Reputation: 1073
OK, this is weird. But in the process of trying to reproduce an issue for someone (where this became a potential moot point), I found this interesting oddity... Taking this stupid-simple perl script:
#!/usr/bin/perl
use POSIX;
$ENV{"PATH"} = "/usr/bin";
print "Effective:" . $> . "\n";
print "Actual :" . $< . "\n";
print "geteuid():" . geteuid() . "\n";
If I create this script as (for example) root, set it to 4755 permissions, I get this on Solaris 11.4 (Perl 5.22.1) and Solaris 10.3 (Perl 5.16.1):
Effective:0
Actual :100
geteuid():0
The SAME exact script, run on the same or later Perl versions, but on Linux (RHEL 7.7, Ubuntu 14.04, Ubuntu 20.04, RHEL 6.10) gives me:
Effective:100
Actual :100
geteuid():100
If I create a suid executable on Linux that runs this script, I get the expected 0/100/0 output.

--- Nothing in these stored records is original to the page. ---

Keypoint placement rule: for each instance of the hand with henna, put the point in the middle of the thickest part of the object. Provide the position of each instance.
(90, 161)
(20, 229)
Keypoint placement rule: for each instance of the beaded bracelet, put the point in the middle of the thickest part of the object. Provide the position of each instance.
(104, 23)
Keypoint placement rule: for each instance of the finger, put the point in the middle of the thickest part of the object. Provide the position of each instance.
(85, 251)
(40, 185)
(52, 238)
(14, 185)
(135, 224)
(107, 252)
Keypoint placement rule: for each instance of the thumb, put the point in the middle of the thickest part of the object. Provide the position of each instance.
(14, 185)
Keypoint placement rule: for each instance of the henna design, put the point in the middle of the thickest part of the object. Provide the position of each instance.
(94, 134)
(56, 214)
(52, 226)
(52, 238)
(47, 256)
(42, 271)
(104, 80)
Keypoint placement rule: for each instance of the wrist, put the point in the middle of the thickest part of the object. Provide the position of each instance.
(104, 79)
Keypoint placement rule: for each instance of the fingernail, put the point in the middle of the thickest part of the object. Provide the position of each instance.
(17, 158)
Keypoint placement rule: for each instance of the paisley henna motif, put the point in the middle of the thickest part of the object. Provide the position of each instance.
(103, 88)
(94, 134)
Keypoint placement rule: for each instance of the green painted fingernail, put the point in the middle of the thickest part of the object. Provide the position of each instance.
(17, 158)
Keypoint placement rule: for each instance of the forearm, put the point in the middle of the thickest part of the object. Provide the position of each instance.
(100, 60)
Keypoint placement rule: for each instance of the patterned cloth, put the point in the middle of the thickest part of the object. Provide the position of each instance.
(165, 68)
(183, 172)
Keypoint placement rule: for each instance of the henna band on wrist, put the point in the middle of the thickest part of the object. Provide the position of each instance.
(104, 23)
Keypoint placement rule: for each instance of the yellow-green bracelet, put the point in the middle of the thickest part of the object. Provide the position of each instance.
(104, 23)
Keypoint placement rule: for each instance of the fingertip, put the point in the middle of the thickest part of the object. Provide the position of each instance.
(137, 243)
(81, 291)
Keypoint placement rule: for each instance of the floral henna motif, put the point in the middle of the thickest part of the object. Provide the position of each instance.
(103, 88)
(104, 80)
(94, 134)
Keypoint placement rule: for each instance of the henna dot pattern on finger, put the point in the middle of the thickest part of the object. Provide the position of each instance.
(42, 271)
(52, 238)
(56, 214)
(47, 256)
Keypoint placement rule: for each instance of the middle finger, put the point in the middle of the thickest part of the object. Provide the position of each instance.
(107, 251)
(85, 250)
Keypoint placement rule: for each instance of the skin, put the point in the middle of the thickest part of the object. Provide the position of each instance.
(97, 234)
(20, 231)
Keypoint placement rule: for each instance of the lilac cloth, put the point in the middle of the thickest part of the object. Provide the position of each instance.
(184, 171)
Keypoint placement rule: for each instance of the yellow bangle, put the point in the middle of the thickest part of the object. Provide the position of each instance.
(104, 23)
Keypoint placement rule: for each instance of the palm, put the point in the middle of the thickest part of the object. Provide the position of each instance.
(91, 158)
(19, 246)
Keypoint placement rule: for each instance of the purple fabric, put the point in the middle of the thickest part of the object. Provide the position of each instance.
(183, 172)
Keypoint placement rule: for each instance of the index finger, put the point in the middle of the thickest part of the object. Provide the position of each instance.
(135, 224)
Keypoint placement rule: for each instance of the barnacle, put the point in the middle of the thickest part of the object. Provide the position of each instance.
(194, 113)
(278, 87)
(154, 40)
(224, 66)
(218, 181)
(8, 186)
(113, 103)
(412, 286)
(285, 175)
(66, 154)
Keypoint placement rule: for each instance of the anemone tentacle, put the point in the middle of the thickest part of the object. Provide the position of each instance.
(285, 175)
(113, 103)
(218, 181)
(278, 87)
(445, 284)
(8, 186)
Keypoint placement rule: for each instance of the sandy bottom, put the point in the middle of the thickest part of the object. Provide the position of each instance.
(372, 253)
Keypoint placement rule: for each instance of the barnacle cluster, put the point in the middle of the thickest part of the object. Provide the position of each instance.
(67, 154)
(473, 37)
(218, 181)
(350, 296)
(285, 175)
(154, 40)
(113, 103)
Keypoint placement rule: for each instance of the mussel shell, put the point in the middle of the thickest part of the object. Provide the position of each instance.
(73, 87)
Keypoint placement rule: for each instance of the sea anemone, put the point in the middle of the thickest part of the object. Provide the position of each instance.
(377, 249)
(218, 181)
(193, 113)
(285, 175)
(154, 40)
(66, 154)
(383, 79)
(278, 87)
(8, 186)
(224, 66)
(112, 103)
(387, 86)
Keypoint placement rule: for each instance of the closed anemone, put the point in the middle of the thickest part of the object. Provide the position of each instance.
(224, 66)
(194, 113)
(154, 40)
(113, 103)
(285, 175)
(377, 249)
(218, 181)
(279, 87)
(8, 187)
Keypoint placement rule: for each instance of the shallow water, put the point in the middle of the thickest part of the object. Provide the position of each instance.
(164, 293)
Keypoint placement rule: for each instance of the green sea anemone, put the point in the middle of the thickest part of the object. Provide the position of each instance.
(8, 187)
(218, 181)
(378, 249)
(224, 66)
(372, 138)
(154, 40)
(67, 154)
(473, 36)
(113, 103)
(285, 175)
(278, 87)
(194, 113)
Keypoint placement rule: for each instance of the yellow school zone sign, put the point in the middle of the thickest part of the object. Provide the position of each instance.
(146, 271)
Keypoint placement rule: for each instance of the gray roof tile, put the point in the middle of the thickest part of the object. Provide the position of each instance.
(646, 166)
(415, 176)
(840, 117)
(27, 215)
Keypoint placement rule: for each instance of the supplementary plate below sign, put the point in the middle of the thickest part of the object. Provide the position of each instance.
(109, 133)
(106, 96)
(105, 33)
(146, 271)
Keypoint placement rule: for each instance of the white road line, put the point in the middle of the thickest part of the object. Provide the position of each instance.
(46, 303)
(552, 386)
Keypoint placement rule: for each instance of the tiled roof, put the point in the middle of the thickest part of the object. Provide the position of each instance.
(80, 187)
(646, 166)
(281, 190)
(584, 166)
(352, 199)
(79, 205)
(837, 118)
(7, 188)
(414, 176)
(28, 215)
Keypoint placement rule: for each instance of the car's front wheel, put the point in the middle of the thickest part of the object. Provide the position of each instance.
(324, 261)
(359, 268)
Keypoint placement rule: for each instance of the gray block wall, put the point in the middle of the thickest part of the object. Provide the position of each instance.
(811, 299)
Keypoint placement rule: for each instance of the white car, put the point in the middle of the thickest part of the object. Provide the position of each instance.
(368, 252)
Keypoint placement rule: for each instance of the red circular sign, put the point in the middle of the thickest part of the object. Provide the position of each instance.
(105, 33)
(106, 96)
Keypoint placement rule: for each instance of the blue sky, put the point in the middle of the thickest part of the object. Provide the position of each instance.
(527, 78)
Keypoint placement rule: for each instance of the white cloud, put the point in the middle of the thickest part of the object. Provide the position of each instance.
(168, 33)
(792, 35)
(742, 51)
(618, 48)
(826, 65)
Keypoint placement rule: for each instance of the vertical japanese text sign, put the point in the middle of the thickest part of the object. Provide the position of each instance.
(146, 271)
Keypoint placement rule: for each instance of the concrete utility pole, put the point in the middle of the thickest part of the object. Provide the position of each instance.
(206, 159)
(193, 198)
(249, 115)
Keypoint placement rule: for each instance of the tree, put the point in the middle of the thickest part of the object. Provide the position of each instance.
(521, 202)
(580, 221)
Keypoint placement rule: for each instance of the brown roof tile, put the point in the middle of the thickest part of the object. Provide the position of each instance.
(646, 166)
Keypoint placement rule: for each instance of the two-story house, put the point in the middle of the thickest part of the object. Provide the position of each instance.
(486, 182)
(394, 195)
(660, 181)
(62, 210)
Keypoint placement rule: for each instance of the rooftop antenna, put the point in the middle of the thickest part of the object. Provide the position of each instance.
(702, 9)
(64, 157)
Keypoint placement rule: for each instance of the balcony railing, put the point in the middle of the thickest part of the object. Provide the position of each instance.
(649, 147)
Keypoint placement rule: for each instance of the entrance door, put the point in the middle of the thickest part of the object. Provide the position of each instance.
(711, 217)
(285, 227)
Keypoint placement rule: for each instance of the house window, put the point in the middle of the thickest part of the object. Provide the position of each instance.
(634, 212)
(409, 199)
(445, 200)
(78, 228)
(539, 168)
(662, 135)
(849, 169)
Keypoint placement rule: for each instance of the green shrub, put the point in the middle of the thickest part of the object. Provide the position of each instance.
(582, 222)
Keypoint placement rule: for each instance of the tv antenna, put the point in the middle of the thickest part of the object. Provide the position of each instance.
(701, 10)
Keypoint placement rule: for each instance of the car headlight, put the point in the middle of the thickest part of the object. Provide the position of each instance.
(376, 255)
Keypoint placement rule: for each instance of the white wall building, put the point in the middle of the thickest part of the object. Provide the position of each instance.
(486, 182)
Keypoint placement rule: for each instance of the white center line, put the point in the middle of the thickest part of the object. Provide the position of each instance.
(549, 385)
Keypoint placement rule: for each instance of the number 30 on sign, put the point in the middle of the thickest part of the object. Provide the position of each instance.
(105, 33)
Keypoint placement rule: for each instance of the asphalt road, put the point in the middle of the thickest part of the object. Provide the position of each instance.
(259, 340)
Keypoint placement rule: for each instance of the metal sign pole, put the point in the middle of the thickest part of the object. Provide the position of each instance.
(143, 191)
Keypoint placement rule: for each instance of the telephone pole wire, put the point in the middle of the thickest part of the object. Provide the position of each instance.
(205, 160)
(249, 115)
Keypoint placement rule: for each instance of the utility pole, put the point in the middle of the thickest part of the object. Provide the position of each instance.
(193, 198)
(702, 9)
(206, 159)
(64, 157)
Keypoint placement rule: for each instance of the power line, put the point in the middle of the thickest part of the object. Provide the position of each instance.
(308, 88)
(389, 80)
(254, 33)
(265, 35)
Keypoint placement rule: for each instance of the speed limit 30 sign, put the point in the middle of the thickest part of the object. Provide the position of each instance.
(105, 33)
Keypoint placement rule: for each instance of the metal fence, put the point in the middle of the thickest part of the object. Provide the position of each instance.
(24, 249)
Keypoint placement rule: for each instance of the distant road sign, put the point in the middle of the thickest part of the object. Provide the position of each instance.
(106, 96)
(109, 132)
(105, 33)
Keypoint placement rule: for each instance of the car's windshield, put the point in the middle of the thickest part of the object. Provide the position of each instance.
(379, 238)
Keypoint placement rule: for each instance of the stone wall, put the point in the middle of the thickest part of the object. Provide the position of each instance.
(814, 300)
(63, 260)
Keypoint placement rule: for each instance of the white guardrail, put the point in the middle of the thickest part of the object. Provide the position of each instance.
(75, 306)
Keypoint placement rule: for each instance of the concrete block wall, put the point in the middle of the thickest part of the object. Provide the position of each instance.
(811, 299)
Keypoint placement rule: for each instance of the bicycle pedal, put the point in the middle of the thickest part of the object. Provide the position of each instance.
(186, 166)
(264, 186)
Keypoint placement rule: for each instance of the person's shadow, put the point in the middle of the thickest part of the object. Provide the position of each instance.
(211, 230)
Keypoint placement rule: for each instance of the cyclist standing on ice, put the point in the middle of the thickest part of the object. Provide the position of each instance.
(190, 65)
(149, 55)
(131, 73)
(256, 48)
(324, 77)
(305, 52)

On the RHEL 6.10 host, it also has Perl 5.8.4 on it, and that perl, once suidperl is installed, also gives me 0/100/0 as expected.
Any idea why this works on Solaris and not Linux? Platform specific quirks are a little annoying when you're dealing with migration/upgrade issues...
Upvotes: 3
Views: 258
Reputation: 4307
If portability is an issue, it's not safe to assume that a Unix-like platform will respect the setuid flag on scripts. That's not an issue with Perl, or any other interpreter -- limitations like this are backed into the platform at a pretty deep level. Many people are concerned -- with good reason -- that allowed setuid scripts creates security weaknesses.
The standard solution -- as you've already figured out -- is to call the script from a binary that has the setuid flag set.